Unclear roles are the root cause of friction, culture problems, and attrition in most organisations. The fix is distinguishing between what a role is responsible for versus the mechanisms used to get it done.

Most accountability charts fail because they list tasks and domains instead of outcomes. Compress every seat to five bullets that describe what the person owns — not how they do it. This gives you clean metrics, right-sized hiring, and genuine ownership.

Roles define outcomes; domains and tasks are just the mechanisms.

The three steps to build an accountability chart

  • Define the functions (seat names) based on what the organisation needs — not around existing people.
  • Write no more than five roles per seat describing what the person is responsible for.
  • Place the right person using GWC: gets it (natural aptitude), wants it (genuine passion), capacity to do it (learned skills).

Why most charts have too many bullets

  • Teams list every domain and task rather than the outcome those tasks serve.
  • A marketing seat responsible for logo, website, PR, photography, advertising, and lead nurturing quickly exceeds 17 bullets.
  • 17 bullets per seat across five direct reports produces an 85-metric scorecard — unmanageable.
  • The reset question: "What is this seat's role?" not "What is this seat responsible for?"

How to compress roles to outcomes

  • Replace a long task list with the outcome it drives: "create leads" replaces website, PR, advertising, and nurture campaigns.
  • The mechanisms (how they do it) stay off the chart — that's the seat owner's domain.
  • A five-bullet seat produces roughly five scorecard metrics, not seventeen.
  • Outcome-defined roles also clarify headcount: you hire for a function, not to cover a task list.
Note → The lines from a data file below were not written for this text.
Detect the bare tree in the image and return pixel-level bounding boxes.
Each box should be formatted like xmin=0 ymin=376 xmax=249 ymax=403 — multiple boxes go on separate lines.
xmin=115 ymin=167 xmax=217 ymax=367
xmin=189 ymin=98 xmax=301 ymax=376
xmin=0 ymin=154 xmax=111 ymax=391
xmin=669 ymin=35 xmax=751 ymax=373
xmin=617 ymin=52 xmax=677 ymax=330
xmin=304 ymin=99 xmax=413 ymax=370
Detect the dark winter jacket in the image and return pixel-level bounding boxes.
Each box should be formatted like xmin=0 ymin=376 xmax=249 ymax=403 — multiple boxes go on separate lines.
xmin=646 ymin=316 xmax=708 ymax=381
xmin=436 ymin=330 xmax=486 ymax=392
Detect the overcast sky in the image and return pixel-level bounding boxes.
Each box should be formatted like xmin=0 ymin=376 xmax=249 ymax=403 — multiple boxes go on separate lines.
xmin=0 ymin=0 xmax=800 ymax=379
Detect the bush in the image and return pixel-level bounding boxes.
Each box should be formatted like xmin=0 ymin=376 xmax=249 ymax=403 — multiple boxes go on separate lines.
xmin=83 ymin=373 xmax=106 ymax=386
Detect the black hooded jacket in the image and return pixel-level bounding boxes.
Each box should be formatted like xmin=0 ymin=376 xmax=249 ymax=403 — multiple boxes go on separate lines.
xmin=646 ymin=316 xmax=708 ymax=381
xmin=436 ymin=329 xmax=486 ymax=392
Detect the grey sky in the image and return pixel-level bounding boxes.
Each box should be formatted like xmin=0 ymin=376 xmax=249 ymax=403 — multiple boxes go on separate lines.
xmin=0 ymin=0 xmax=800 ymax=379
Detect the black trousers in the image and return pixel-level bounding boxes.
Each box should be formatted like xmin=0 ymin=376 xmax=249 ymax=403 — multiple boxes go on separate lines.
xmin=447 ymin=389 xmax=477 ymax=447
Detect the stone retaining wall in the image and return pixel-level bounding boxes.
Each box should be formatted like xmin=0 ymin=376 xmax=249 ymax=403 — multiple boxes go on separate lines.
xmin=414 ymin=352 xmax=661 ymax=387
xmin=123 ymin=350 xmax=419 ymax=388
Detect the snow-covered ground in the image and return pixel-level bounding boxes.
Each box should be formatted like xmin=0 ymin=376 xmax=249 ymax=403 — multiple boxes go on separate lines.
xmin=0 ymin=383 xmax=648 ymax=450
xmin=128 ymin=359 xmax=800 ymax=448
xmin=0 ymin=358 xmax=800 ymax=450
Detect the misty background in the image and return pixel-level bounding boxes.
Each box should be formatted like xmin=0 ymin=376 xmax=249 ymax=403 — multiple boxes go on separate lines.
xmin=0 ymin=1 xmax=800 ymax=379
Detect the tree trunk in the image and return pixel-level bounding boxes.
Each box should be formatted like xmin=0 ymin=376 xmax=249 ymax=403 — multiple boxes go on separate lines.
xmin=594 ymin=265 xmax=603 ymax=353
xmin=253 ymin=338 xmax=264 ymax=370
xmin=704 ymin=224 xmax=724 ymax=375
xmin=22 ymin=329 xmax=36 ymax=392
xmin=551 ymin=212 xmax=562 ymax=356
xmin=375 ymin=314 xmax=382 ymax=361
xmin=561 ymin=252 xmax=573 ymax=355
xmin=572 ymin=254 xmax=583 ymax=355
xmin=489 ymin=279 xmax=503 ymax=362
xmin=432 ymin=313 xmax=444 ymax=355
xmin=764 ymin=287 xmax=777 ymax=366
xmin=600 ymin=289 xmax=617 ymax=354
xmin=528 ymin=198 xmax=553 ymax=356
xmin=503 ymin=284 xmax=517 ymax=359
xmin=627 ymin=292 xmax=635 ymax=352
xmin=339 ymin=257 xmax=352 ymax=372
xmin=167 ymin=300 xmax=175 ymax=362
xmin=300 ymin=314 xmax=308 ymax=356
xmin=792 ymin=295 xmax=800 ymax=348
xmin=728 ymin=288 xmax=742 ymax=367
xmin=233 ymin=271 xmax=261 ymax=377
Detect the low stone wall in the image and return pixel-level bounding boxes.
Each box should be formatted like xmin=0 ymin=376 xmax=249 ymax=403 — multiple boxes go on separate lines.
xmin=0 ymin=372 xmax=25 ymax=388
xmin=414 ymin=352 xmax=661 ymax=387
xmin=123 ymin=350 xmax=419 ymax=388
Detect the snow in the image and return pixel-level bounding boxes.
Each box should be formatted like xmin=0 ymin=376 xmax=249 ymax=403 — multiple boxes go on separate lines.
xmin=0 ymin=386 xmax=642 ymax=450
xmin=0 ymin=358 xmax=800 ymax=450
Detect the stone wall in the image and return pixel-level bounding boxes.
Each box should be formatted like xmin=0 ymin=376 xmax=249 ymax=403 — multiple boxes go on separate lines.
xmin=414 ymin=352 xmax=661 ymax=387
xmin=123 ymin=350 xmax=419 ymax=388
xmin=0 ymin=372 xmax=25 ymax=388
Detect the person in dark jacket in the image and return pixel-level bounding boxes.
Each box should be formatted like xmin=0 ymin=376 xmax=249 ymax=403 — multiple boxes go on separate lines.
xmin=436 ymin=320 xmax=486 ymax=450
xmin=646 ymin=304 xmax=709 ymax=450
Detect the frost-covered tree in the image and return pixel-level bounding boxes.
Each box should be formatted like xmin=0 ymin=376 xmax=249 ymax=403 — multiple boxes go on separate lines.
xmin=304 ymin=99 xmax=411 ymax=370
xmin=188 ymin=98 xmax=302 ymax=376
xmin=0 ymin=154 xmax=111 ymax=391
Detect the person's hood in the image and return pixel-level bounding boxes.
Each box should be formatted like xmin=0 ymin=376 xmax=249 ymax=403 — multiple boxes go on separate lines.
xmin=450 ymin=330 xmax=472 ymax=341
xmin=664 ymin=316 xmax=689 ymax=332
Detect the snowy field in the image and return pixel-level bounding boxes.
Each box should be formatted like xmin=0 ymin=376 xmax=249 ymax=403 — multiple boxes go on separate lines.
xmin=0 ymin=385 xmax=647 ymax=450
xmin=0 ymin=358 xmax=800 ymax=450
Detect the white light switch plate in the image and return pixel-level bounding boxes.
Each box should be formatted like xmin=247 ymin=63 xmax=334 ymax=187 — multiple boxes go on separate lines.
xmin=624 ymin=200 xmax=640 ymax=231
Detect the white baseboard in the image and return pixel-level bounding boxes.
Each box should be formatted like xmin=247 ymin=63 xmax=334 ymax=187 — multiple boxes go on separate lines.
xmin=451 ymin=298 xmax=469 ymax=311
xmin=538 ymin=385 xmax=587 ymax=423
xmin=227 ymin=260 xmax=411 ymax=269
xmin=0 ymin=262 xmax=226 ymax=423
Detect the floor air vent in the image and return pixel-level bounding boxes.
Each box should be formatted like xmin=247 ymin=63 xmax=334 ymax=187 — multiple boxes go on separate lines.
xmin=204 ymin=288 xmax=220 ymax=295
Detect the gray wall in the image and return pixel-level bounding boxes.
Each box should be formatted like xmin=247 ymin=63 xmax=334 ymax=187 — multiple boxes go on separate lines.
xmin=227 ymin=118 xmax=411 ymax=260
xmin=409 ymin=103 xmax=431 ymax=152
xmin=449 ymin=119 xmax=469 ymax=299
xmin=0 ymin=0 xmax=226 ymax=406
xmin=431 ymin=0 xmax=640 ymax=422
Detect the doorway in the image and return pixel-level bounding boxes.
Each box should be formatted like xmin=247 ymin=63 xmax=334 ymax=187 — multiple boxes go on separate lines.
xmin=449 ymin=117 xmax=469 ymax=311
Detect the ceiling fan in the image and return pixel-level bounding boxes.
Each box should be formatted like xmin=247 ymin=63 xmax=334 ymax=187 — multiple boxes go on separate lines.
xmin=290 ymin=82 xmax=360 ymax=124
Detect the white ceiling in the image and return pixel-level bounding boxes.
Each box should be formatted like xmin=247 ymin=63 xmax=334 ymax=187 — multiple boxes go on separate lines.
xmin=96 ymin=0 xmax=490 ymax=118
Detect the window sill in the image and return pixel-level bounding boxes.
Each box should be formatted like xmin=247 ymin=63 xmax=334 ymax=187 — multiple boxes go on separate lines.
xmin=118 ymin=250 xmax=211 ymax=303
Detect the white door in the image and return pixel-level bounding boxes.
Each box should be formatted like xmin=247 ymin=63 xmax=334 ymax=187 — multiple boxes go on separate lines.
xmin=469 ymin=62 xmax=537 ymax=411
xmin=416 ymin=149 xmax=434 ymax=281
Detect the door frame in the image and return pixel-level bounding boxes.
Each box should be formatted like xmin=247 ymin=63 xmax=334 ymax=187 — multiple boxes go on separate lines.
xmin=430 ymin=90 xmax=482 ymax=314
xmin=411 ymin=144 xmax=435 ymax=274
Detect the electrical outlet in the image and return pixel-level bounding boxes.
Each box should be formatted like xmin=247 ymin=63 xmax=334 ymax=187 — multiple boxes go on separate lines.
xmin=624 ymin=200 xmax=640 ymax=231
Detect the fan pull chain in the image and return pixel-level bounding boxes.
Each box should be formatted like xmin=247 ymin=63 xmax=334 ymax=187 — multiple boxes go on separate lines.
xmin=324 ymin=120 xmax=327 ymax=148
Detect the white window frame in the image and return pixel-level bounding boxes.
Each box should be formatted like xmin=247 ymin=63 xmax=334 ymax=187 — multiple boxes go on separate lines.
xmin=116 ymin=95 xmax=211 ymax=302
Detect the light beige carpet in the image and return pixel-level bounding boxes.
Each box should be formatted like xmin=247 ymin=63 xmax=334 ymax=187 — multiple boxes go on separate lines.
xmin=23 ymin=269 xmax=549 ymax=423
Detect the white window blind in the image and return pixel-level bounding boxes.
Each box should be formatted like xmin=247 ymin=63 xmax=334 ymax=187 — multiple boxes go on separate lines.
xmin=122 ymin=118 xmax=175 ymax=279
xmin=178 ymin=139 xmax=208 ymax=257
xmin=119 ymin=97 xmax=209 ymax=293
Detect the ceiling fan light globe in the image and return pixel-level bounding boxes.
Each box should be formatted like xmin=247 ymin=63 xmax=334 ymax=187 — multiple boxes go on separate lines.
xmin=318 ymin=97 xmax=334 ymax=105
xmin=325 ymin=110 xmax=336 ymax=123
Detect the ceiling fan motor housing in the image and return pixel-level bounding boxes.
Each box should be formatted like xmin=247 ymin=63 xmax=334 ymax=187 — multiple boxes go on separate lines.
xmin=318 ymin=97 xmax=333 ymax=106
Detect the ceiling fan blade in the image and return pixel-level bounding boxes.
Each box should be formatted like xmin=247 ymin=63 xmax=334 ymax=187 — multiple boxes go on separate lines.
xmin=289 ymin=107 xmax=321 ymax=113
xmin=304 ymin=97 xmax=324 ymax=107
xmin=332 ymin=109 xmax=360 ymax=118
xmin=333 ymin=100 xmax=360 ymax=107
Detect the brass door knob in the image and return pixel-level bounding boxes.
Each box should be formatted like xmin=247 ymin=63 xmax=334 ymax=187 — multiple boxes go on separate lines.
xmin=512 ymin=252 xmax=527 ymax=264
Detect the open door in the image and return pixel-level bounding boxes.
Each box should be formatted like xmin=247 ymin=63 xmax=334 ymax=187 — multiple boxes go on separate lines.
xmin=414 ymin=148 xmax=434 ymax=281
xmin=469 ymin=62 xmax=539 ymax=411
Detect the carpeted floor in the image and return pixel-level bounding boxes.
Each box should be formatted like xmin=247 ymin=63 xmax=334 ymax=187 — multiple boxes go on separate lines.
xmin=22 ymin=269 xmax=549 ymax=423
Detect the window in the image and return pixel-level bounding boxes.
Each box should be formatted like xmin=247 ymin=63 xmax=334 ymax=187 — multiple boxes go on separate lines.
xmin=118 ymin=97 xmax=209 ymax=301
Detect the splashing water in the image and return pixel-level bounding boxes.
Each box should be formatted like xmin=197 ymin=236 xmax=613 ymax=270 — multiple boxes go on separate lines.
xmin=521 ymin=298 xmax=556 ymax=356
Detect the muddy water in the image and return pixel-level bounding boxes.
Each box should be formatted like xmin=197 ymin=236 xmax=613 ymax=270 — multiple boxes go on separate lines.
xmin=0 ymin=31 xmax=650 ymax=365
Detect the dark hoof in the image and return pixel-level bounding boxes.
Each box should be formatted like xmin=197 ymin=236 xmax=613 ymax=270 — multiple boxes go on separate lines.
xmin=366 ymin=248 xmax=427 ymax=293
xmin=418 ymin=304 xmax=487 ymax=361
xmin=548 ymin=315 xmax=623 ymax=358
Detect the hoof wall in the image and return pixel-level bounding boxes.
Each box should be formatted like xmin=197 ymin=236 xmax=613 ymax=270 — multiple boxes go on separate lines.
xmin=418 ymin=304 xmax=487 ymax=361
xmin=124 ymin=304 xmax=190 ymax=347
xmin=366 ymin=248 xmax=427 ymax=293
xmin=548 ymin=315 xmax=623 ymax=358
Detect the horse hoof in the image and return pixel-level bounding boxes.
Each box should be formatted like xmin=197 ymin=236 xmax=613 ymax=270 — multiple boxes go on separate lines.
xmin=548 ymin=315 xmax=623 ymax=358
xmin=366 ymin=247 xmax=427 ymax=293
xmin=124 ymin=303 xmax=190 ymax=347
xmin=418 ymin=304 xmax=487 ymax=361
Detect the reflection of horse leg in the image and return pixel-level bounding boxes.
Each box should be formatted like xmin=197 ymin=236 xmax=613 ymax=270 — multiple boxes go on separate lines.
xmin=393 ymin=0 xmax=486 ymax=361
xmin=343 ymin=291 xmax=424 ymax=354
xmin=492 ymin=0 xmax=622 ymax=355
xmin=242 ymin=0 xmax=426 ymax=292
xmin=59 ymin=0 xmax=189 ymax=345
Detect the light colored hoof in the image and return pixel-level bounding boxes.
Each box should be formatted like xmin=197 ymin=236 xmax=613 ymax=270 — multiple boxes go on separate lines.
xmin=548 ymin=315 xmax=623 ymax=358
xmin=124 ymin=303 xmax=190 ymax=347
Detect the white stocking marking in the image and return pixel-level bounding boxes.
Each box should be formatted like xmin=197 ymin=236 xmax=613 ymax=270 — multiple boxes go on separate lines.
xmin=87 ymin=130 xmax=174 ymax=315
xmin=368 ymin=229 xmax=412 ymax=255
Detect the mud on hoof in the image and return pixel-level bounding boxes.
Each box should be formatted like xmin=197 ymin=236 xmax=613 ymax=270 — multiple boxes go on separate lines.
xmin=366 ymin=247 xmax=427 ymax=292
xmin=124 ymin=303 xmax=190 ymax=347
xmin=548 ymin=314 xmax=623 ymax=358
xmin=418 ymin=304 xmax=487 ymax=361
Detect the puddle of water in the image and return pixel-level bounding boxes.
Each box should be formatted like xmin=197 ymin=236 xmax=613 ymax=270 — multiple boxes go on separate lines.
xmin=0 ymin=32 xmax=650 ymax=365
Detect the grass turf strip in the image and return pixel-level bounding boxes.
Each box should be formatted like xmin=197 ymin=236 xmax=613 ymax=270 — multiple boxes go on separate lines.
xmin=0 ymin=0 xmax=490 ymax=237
Red flags on an accountability chart

  • Too many bullets: the person knows their workload but not the why behind it.
  • Bullets with too many words: "generate press by engaging analysts and creating captivating content" embeds method into the role. Replace with "maximise press coverage" — three words.
  • Over-specified roles prevent people from applying creative judgment to how they achieve the outcome.

Building accountability into behaviour

  • When someone asks how to get more leads, don't answer — ask them: it's their domain.
  • Managers who solve their team's problems take the monkey off the team's back (ref: "Management Time: Who's Got the Monkey?" — HBR, 1974).
  • A tight accountability chart cascades: each layer of the org gets the same five-bullet treatment.
  • Clear roles make scorecards easier to build — the next step after getting the chart right.